Re: ドラゴンクエスト8-光を求める者 ( No.208 )
日時: 2013/11/13 13:28
名前: あさぎり (ID: 9kyB.qC3)

 あっさり言い切ったシャウラ。
 だが、顔付きは浮かないものだった。失うものが多すぎる、とは言ったがそれは見捨てる言い訳に過ぎない。自分にとって不利なことは切り捨てればよい、と言う考えてしまう自分。シャウラは自分がろくでもない人間だと、内心で自嘲する。
 ユリマは、納得がいかない表情を作った。

「でも、本当にシャウラが言う通りなのかな」

 まるで冗談を聞いたように、ユリマは笑う。

「確かにあり得る話だけど、ちょっと大げさすぎない? みんな、今、すごく怖いけど話せば分かってくれる。本当は優しい人たちだから……」
「無理ね」

 シャウラがあっさり否定すると、ユリマは眉を上げる。

「どうして? 魔物を救えるかもしれないのに」
「じゃあ、はっきり言いましょう。ユリマ。死ぬ気?」

 ユリマは一瞬、ぎょっとした素振りを見せる。

「そ、そんなことないよ」

 シャウラは呆れたようなため息をし、

「あの人たちは今、殺気立っている。すごく、怒っているのよ」
「……うん」
「下手に魔物を助けてなんて口を挟めば、怒りが増幅されるわ。あの人たちは、魔物を敵と見なし、消そうとしている。敵の、味方は敵、ってことで私たちも消されるわよ」
「セシルがいるもの、逃げられるわ」
「トラペッタの人が何人か死んでもいい?」

 冷然とした態度でシャウラが問うと、ユリマは俯き、弱々しい声で答えた。

「……ダメ」

 だが、すぐに顔を上げ、シャウラを睨む。いつもなら優しいはずの青い瞳には、シャウラを非難するような光が宿っていた。

「でも、……でも。魔物を見捨てていいのかな。」
「どうしたの、ユリマ?」

 魔物を見捨てることに疑問を抱く様子のユリマに、シャウラは心配するような声をかける。やや間があってから、ユリマはシャウラをしっかり見つめた。

「私たちは、セシルと仲がいいよね」
「そうね」

 とりあえず肯定すると、ユリマは頷いた。ちらっとセシルに目をやる。

「悪であるはずの、セシルと暮らしている。だけど、シャウラも私も差別はしない。おかしいよね」
「…………」

 返答に窮するシャウラに、ユリマは畳み掛けてくる。

「魔物が全部悪じゃないって知ってるから、じゃないかな? セシルがいい魔物だって知ってるから、私たちは人間と変わらずに接している」
「何が言いたいの?」

 シャウラが低い、語気を強めた声で尋ねると、ユリマは淡々と見返す。強い光を宿した青い瞳で、シャウラの鳶色の瞳を射る。

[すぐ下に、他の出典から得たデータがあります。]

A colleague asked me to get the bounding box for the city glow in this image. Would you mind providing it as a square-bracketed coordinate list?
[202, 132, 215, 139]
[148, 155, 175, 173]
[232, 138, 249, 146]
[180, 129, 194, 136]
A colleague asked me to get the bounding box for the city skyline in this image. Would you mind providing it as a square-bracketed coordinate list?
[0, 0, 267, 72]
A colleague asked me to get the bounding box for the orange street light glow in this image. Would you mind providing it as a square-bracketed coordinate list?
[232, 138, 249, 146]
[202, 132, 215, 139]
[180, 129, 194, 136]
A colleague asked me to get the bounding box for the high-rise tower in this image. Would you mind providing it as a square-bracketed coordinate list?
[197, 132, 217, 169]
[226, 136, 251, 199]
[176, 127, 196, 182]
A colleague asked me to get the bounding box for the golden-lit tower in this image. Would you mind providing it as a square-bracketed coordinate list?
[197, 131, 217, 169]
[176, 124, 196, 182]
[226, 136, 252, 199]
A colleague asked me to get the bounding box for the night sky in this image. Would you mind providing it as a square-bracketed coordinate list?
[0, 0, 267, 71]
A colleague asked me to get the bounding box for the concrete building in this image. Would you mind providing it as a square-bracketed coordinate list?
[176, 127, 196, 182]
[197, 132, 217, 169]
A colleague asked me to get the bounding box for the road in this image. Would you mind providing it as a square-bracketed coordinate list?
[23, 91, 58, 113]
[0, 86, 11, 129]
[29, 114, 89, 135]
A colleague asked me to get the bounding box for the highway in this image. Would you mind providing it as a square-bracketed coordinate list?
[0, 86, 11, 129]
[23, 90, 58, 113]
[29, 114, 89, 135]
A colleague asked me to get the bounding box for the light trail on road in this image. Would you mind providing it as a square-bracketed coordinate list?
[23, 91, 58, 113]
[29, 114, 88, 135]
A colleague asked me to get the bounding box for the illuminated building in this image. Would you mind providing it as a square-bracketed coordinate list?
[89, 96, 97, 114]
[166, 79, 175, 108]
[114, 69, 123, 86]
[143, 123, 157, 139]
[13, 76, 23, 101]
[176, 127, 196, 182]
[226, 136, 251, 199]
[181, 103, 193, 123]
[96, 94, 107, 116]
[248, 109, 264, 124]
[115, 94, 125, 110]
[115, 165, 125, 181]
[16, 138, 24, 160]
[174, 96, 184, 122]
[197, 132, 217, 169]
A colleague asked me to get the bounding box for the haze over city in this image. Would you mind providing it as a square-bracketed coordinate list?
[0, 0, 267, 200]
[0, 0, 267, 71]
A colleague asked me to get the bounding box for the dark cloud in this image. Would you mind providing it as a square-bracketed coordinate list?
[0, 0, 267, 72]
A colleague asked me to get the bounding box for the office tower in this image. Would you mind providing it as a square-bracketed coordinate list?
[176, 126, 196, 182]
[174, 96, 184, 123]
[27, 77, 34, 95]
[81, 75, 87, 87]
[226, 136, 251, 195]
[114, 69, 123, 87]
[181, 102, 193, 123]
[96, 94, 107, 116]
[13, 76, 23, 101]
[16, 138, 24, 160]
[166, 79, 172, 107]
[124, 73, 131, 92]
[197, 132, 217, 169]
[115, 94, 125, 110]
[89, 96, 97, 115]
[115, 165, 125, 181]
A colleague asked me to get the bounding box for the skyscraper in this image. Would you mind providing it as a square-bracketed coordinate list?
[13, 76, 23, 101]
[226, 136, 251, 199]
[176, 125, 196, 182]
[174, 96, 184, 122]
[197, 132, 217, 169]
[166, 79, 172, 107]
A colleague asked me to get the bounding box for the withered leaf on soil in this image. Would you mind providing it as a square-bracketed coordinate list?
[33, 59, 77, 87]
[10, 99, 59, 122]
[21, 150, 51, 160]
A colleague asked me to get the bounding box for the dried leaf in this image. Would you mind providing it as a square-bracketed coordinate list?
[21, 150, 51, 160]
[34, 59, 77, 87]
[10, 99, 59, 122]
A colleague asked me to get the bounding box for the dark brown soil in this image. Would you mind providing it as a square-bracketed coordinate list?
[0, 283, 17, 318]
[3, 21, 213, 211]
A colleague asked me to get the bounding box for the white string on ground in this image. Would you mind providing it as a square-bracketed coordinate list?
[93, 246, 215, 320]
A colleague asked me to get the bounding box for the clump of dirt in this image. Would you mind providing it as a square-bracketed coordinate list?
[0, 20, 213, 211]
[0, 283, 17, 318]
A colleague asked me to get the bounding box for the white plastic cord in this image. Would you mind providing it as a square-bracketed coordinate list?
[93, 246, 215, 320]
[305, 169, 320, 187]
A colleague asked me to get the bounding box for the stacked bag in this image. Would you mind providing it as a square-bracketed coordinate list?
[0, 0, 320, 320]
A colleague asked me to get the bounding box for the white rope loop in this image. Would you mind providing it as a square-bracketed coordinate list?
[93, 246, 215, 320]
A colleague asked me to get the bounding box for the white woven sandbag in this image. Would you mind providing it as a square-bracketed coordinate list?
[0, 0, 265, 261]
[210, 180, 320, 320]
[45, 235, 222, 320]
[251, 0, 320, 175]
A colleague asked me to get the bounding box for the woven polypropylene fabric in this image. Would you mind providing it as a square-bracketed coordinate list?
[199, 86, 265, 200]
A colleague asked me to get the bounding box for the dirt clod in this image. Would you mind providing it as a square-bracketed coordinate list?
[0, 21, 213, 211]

「私ね、いい魔物もいると知りながら、見捨てるっておかしい、って思うの。それって、友達の友達を見捨てるようなものでしょ?」
「広場の魔物が、いい魔物とは限らないわよ」

 シャウラは否定した。弱いふりをする、狡猾な魔物と言う可能性がない訳ではない。セシルやユリマの発言からその可能性がゼロに近いと理解していても、シャウラは言わずにはいられなかった。言わないと、見捨てると言う行為が間違っているように思えた。

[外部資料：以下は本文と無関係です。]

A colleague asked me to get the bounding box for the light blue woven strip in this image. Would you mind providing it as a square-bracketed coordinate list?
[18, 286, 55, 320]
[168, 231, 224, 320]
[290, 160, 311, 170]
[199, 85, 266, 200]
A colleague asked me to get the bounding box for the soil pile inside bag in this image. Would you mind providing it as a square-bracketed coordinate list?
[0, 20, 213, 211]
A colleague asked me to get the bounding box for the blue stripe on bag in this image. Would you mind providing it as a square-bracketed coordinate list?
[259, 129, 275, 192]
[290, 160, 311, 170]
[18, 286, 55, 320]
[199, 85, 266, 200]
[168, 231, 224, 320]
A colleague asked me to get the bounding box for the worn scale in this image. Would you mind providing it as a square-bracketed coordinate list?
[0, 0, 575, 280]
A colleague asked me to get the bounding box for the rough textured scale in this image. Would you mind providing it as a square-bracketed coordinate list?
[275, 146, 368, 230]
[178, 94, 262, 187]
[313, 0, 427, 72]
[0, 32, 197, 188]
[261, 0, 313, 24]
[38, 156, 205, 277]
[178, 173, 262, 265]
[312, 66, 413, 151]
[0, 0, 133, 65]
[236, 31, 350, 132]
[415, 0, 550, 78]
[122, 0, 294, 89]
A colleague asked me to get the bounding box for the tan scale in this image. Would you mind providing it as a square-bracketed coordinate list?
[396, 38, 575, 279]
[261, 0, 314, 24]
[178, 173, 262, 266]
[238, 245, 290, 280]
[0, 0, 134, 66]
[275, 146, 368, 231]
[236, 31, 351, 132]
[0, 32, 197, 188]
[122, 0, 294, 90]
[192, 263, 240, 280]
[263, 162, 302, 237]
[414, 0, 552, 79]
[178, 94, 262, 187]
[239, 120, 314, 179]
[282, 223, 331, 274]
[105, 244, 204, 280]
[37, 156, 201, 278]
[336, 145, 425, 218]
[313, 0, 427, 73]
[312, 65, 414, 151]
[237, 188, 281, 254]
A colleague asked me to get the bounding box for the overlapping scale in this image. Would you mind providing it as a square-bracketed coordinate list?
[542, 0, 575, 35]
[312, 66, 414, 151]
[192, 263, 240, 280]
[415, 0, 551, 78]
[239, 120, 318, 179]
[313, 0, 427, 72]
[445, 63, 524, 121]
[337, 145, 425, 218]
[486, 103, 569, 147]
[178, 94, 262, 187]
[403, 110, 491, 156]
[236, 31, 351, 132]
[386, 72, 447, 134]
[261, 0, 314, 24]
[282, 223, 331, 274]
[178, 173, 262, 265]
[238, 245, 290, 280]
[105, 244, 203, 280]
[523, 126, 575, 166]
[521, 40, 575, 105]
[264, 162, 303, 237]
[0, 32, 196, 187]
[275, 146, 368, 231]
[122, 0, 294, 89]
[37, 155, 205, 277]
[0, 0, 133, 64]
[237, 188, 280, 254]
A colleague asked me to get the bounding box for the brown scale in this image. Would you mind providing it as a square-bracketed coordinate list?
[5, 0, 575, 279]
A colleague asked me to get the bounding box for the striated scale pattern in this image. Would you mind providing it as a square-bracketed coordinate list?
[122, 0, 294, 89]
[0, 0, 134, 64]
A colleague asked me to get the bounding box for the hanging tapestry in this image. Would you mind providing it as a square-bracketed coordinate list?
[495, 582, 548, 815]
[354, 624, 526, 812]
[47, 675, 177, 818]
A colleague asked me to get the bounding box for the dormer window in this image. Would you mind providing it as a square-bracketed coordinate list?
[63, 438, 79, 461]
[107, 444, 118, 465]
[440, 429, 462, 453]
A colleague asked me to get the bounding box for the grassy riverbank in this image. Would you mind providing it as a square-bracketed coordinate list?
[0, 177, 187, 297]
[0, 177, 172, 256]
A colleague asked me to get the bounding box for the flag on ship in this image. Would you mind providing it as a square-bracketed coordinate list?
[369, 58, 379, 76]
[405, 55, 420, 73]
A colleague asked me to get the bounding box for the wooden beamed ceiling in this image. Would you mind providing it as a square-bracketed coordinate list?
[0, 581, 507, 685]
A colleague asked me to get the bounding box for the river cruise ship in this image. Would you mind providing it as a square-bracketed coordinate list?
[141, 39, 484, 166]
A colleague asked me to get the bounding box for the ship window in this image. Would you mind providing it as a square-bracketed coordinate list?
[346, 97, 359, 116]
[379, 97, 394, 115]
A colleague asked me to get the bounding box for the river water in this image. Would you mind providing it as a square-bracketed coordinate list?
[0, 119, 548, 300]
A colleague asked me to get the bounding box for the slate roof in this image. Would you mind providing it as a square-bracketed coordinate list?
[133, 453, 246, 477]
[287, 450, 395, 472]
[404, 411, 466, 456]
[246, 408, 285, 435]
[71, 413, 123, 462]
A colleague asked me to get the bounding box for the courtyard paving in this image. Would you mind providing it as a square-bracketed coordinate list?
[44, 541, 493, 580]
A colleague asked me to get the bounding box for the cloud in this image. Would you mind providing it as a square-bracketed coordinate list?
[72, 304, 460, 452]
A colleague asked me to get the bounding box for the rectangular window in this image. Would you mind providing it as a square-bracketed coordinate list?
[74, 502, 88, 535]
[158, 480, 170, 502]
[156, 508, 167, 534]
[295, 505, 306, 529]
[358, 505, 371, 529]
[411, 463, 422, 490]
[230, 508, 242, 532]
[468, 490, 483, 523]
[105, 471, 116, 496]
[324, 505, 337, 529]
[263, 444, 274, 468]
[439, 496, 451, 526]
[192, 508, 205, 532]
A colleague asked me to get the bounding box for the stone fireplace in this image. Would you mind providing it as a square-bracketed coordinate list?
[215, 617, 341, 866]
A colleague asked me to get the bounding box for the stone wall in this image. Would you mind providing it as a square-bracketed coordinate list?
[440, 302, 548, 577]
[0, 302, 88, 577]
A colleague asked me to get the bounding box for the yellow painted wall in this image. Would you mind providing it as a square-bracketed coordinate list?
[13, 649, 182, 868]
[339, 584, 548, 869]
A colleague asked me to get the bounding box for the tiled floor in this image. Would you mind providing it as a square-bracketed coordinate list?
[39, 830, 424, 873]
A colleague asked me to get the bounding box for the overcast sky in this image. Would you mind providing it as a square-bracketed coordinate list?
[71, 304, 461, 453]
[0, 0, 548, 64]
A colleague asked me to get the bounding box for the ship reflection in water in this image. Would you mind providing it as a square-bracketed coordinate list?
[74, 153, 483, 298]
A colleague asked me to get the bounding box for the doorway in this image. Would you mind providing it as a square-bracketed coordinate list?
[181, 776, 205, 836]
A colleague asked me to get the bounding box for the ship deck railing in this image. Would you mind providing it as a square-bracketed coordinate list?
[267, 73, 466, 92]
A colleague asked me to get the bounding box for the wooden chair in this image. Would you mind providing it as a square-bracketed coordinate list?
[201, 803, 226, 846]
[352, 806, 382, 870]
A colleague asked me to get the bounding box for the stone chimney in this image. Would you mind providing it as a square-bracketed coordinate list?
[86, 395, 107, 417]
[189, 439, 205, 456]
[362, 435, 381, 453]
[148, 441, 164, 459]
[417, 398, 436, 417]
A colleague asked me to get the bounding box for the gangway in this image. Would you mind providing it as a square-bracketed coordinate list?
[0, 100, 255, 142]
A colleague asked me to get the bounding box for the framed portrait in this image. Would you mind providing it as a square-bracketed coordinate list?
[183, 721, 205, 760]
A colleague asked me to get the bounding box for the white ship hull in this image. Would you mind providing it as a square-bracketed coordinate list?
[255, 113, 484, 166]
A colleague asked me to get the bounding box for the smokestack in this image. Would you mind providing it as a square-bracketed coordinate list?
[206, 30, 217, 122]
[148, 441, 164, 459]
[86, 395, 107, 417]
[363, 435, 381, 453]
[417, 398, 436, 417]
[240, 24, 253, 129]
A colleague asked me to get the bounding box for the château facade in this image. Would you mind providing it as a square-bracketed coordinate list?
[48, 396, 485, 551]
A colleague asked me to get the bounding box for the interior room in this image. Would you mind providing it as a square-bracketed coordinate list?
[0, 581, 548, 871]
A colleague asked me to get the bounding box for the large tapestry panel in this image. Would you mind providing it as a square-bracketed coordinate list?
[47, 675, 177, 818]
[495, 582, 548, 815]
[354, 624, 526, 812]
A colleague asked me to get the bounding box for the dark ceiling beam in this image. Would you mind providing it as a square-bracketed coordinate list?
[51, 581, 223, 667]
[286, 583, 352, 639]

「抵抗もしないで、自分から殺してくれって頼む魔物はいないわ。少なくとも、人に害を与える子ではないよ」

 反論の言葉が思い付かないシャウラは、苦し紛れに話題を変える。

「……繰り返すけど、失うものが多すぎるわ。それでも、やる必要はあるの?」
「あるわ」

 ユリマは、きっぱりと言い切った。そこに、先程の怯える彼女の姿はもはやない。

「私たちの居場所はまた作れるけど、魔物の命は二度と戻らない。助けることは、私たちにしか出来ないことよ。魔物と友である、私たちが成すべきことだわ」
「町の人たちが襲ってきたら?」
「シャウラ、精霊を呼べるよね? 火事から逃げたように、精霊に逃がして貰えばいいよ」

 質問が思い付かないシャウラは、口を閉ざす。ユリマの勢いにのまれ、頭がろくに回らない。
 反論しようにも反論が思い付けず、ユリマの発言をそのまま受け入れてしまう自分がいる。
 シャウラは驚いていた。大人しいユリマに、言い負かされるなど、初めての経験だった。

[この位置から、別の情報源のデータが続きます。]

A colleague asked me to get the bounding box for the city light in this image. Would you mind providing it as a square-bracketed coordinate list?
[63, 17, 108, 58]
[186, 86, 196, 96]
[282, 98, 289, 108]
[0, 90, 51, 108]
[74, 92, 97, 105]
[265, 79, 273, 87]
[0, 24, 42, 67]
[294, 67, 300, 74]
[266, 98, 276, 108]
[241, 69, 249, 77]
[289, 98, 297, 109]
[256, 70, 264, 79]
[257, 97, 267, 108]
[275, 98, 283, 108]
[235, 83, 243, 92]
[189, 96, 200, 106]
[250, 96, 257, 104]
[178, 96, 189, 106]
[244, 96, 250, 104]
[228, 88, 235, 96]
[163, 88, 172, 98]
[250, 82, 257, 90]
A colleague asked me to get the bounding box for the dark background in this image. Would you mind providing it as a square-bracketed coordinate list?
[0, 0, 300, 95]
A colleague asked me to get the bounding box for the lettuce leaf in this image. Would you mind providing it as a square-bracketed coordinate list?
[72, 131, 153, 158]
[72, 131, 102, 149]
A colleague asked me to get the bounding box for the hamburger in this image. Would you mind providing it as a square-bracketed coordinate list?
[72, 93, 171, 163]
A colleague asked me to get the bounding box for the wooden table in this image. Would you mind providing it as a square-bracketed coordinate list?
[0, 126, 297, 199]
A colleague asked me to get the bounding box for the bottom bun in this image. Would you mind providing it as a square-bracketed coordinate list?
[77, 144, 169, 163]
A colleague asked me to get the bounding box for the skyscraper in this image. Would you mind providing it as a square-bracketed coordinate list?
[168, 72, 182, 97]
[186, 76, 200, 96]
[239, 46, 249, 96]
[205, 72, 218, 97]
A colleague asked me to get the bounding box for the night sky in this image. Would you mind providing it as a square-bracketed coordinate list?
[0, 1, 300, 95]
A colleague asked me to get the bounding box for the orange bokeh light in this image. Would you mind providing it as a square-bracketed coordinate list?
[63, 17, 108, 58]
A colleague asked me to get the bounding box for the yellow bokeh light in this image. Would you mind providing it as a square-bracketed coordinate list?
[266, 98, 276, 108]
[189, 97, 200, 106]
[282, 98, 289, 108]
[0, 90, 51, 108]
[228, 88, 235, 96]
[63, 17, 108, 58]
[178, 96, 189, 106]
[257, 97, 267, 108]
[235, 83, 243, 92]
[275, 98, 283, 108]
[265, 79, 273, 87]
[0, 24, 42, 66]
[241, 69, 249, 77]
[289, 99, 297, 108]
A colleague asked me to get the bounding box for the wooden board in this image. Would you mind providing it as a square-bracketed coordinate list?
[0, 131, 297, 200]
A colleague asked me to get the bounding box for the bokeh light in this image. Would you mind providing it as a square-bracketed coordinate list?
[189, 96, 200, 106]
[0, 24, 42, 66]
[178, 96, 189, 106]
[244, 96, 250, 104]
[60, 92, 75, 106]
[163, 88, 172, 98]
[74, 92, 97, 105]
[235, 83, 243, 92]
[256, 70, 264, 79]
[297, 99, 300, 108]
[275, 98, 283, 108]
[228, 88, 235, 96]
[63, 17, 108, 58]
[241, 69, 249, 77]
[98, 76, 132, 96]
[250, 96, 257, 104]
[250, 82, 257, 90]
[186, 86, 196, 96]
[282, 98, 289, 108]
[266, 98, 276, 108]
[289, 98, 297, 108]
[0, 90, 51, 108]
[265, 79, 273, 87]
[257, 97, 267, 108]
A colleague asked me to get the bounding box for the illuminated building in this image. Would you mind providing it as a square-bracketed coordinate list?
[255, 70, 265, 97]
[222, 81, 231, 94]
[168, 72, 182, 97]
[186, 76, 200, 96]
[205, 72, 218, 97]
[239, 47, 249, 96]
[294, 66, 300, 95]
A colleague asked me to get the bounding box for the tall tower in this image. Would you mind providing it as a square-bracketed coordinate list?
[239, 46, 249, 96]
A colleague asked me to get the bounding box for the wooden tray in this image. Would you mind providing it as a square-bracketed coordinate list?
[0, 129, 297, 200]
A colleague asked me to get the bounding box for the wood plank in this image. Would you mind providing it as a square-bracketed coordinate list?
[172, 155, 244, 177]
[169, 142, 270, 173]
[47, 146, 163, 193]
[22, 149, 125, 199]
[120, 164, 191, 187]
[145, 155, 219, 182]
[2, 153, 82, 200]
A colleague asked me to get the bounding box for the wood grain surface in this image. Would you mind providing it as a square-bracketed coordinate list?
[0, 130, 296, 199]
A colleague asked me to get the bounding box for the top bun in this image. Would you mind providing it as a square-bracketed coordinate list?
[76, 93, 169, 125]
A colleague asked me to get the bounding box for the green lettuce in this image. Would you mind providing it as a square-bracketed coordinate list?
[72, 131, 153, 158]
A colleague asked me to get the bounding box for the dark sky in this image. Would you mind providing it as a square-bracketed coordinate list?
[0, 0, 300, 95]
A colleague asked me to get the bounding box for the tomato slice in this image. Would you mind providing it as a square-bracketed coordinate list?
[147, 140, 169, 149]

「シャウラ、そろそろ本当の気持ち、言ってくれないかな?」

 不意にユリマが穏やかな声で言って、シャウラは瞬きする。

「え?」
「さっきから理屈っぽいことばかり言って、無理矢理自分を納得させているわ。あなたの本心は、魔物を見捨てることじゃない」
「……そんなことない」

 シャウラは力ない声で否定し、ユリマから目をそらした。もやもやした気持ちが、一層強くなる。

「嘘よ」

 凛とした声でユリマは、言った。

「シャウラは、どうしようもないから諦める、って理由を作っているだけ。救う手立てがあるなら、助けようって思ってる。違う?」

 ふ、とシャウラは観念したように口元を歪める。改めてユリマに視線を合わせ、冗談半分に、

「そうね。私たちが町から追い出されず、魔物も救える、都合がいい方法があるなら、助けたいわね」
「あるよ」

あっさりとユリマに言われ、シャウラは呆然とする。